16. If using 10X Genomics Chromium Single-cell DNA (new) reagents (if using previous reagents follow step 15 instead): Follow 10X Chromium Single Cell DNA User Guide Rev B “Chromium Single Cell DNA Reagents kits” protocol for generating single-cell sequencing libraries (Step 1- “Cell Bead Generation,” Step 2 “Cell Bead Processing,” Step 3 “GEM Generation & Barcoding,” Step 4 “Post GEM Incubation Cleanup & QC”, and Step 5 “Library Construction”), using the prepared sperm as input. Target 2000 cells for recovery. This process can be paused at any point recommended by 10X.
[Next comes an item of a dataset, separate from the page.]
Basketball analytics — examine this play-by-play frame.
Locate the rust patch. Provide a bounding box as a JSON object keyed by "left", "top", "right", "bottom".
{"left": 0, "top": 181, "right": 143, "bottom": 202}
17. Sequence according to 10X’s and Illumina sequencer instruction. (Generally, sequence yield is improved by increasing the input library concentration slightly from that recommended by Illumina.)
18. Process sequence data as described in Bell et al “Insights about variation in meiosis from 31,228 human sperm genomes” (Nature 2020).
If sequence data is not of sufficient quality (uneven coverage across the genome; unclear boundary between beads associated with whole sperm cells and beads associated with ambient DNA), the following modifications may be helpful to troubleshoot sperm decondensation:
Make fresh buffers (prior to step 1)
Vary BME amount – try 1mM in final sperm treatment buffer rather than 2mM (step 8)
Decrease the number of freeze-thaw cycles (steps 6-7)
Pipette gently using wide-bore pipette tips (all steps where sperm are mixed)
Sperm preparation: ~3.5 hours
Sperm quantification: ~15 minutes (more for more samples)
Library preparation: 1-3 days, depending on kit/approach used and when breaks are taken
Montag, M., V. Tok, S.L. Liow, A. Bongso and S.C. Ng. In vitro decondensation of mammalian sperm and subsequent formation of pronuclei-like structures for micromanipulation. Mol Reprod Dev 33(3): 338-346. (1992)
Samocha-Bone, D., L.M. Lewin, R. Weissenberg, Y. Madgar, Y. Soffer, L. Shochat and R. Golan. In-vitro human spermatozoa nuclear decondensation assessed by flow cytometry. Mol Hum Reprod 4(2): 133-137. (1998)
Taylor, A.C. Titration of heparinase for removal of the PCR-inhibitory effect of heparin in DNA samples. Mol Ecol 6(4): 383-385. (1997)
We thank Evan Macosko for his excellent early advice on sperm preparation and single-cell sequencing.